At the turn of the 19th century, some economists thought negative interest rates made sense, according to The Economist.
In 1916, Silvio Gesell published The Natural Economic Order, a pamphlet promoting the idea of negative interest rates. A self-taught economist, Gesell lost faith in money after living through a financial crash in Argentina during the 1890s.
Planet Money reported:
“The problem, Gesell believed, was that money served two roles that often came into conflict: It was a way for people to store wealth, and it was the thing everybody needed to conduct business. The fact that money could store wealth meant its holders had a reason to cling to it, especially in crises like the one he saw in Argentina, when opportunities to safely put that money elsewhere looked grim. It was a typical story. When people got scared, they hoarded cash and brought business to a standstill.”
Gesell suggested a solution: negative interest rates on money. If money continuously lost value, people would not hoard it. They would, in fact, have an incentive to spend it.

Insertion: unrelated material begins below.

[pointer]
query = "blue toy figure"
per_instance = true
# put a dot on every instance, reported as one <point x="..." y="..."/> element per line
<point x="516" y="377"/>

How do you make money lose value?
Gesell proposed a tax. Every year, money would expire and lose all value unless the money holder purchased a stamp. The stamp wouldn’t be free, reported Financial Times. There would be a fee for the stamp.
For example, if a person held a $100 bill and paid a $1 fee after holding it for a year, the after-stamp value of the money would be $99. After five years of paying fees, $100 would be worth $95.
Gesell believed people would, in effect, earn negative interest rates if they held onto money. As a result, they would be eager to spend, and that would keep the economy healthy, and possibly help prevent future depressions and improve prosperity.
It’s a thought-provoking theory that earned Gesell a number of nicknames, some flattering and some not.